Description
Timeseries data represents values that have been recorded over time. In most of the cases, timeseries data is generated by sensors (e.g., temperature, wind speed, pressure) that record measurements over time. Timeseries datasets can become large very quickly, if a lot of sensors record a lot of information over a long period of time. The visualization of big timeseries data (i.e., GBs and TBs of data) is still an unsolved problem when working with large sensor datasets. In this master's thesis, we want to explore the usability of different existing techniques and methods for working with large timeseries data. This includes methods for aggregation, but also existing libraries (e.g., PlotlyResampler, Vaex), and research prototypes (e.g., Mosaic).

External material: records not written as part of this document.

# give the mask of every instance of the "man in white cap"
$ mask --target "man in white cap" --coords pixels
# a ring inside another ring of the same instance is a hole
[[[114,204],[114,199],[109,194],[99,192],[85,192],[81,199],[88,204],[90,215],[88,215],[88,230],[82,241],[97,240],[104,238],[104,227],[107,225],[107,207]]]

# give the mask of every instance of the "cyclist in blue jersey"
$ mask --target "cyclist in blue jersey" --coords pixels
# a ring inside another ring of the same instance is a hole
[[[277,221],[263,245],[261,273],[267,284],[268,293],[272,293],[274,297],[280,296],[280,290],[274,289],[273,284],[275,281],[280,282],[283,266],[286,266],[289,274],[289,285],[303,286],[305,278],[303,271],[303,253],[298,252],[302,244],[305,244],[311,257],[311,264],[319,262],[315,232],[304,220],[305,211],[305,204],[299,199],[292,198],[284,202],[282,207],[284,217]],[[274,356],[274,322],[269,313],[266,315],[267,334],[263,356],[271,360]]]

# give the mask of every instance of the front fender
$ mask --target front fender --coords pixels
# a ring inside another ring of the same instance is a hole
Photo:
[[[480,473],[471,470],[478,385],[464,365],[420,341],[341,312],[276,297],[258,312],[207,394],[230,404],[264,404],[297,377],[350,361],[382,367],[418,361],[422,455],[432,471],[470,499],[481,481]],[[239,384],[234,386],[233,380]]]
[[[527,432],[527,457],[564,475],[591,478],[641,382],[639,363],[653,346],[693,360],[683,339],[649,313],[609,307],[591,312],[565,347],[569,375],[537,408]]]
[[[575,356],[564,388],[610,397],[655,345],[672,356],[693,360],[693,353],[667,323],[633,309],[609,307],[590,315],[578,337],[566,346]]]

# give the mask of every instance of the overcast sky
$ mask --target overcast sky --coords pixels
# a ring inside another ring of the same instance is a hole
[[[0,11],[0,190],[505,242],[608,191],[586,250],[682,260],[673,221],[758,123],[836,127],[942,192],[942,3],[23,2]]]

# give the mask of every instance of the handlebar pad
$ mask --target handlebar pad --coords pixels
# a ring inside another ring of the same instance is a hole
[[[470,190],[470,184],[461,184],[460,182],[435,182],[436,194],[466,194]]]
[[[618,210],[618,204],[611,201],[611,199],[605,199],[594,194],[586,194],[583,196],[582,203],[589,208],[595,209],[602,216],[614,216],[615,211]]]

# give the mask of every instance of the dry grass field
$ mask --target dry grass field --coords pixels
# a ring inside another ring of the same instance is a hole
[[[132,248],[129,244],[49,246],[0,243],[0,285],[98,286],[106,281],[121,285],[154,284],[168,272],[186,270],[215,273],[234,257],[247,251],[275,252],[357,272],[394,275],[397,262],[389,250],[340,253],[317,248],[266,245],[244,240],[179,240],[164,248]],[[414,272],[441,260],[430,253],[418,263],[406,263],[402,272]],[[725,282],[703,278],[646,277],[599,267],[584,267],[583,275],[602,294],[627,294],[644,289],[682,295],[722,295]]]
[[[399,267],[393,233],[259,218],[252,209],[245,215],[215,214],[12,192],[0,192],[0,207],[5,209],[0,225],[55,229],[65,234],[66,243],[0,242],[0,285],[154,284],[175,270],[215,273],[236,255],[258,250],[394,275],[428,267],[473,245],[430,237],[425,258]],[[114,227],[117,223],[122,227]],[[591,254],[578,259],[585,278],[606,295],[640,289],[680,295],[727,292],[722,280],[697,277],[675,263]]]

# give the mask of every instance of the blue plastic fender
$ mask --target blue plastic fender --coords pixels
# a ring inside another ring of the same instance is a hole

It is not yet known which methods, libraries, and techniques perform best for exploratory analysis.
Tasks
The task of this master's thesis are the following:
- Research and creation of a long list on existing libraries, tools, and research prototypes.
- Creation of a short list of tools that should be tested.
- Survey of tools and evaluation of performance under different constraints and with different datasets.
- Summary of the results.
- Development of guidelines and best-practices for working with big timeseries data.
Requirements
- Knowledge of scripting languages and web based APIs.
- Knowledge about scientific writing.
- Basic knowledge about data visualization.
Environment
The project results will be a summary of the evaluation of different tools.